Whether the 'feed and water' meaning can be found in the right dictionary or not, what comes across on first reading for us is different from what they meant.
Perhaps you might consider leaving the word as-is, but adding a footnote which gives a modern gloss for the presumably archaic usage?

French translations of stuff do this a lot, and I have a bunch of Nordic noir novels which have sporadic "NdT: blah blah blah" scattered throughout, which indicates a note from the translator which tells me that X name mentioned casually in passing in the text is a famous Finnish philanthropist whom I ordinarily wouldn't know about who is otherwise not relevant to the story beyond being a cultural reference by the 1st-person-narrator, or that the brief untranslated foreign phrase in dialogue Y is actually Russian for "get lost, you idiot!" when our non-Russophone heroine is speaking English to the hostile locals during her trip to Moscow, and so forth.

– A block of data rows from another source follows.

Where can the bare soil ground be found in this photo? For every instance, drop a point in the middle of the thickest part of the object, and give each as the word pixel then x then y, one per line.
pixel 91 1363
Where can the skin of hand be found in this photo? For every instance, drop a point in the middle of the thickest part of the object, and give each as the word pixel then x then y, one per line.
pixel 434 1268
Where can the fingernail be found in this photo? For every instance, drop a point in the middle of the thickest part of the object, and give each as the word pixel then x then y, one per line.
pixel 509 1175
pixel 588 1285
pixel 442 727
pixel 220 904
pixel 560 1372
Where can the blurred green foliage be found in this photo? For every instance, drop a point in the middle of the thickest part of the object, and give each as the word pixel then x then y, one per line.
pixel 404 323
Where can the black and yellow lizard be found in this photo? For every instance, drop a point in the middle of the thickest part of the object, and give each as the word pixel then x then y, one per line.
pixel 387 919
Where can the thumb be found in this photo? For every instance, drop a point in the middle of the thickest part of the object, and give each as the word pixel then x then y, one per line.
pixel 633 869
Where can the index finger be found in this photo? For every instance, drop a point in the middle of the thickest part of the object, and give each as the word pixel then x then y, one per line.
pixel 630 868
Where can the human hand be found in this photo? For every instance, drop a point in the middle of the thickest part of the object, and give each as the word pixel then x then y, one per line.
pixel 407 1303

Actually, IIRC, some of the Barnes & Noble Classics editions do this for archaic word usage, with brief explanatory footnotes for other stuff as well, like the different kinds of carriages in the Sherlock Holmes stories, and if it's the sort of thing you might be interested in doing, it could be a nifty value-add to your PD titles that would help differentiate them in case some people start pirating your versions again.